Parkinson ölümcül olmasa da düşme riskini arttırır. Ciddi düşmeler ölümcül olabilirler veya ameliyat gerektirebilirler ve bu da komplikasyon veya enfeksiyon riskini arttırır.

Bir diğer ciddi risk ise zatürre. Parkinson hastalarının yutkunmaları daha zor olduğundan ciğerlerine gıda parçacıkları çekebilirler. Ayrıca öksürme refleksleri de daha düşüktür ve bu nedenle gıdalar ciğerlerde kalarak enfeksiyona sebep olabilirler.

Öksürememek bu enfeksiyonların ölümcül olmasına sebep olabilir.

Amerikan Parkinson Derneği şöyle diyor: “Parkinson hastalarının çoğu ölürler ama sebebi Parkinson değildir.”

Sonuç Olarak

Parkinson hastalığına dair hala bilmediğimiz çok şey olsa da, araştırmalar detaylıca devam ediyorlar. Uzmanların bu konudaki görüşleri şöyle:

“Parkinson hastalığının genetik formları, tedavi için en yüksek umudu sunuyorlar. Bilimadamları Parkinson vakalarının %10-15’inin genetik sebepli olduğunu tahmin ediyorlar.
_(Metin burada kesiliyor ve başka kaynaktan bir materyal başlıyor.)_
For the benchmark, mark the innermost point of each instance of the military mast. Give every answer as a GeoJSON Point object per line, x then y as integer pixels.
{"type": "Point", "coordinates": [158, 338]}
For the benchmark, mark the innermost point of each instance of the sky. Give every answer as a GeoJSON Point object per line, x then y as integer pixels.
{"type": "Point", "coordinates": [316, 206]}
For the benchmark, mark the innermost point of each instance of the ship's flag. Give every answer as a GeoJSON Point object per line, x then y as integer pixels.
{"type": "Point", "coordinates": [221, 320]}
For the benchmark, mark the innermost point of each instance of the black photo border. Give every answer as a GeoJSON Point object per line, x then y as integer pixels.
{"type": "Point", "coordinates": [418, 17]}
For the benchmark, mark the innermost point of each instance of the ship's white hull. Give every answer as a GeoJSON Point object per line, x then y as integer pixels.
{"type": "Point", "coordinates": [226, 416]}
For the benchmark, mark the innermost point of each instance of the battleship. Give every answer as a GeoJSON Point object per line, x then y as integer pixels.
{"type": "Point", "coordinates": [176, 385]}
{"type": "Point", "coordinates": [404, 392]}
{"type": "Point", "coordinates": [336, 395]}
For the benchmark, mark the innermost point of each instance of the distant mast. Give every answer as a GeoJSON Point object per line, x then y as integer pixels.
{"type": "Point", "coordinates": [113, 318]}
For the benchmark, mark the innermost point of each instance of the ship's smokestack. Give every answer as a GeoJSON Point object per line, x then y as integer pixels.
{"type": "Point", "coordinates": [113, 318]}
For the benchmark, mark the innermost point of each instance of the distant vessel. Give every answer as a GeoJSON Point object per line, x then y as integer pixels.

Ancak genetik Parkinson’un hedeflenmesinde başarılı olmak için hastalıkla bağlantılı mutasyonları kimlerin taşıdığını bilmek gerekiyor. Şu anda bunu kimse bilmiyor.

Bu nedenle Parkinson Derneği PD GENEration adı verilen bir kampanya başlattı ve Parkinson hastalığı olanlar için ücretsiz genetik test ve danışmanlık sunuyorlar. Bu şu anda Parkinson için tedavi imkanı sağlamıyor ancak hastalığa dair klinik deneylerin hızlanmasını sağlayarak ilerleme elde edilmesine yardımcı olabilir.”

Araştırmacılar Parkinson hastalığına dair mekanizmaları yavaşça anlamaya başladılar ve umut ediyoruz ki bir gün daha etkili tedaviler ve hatta tam bir tedavi önerilebilecek.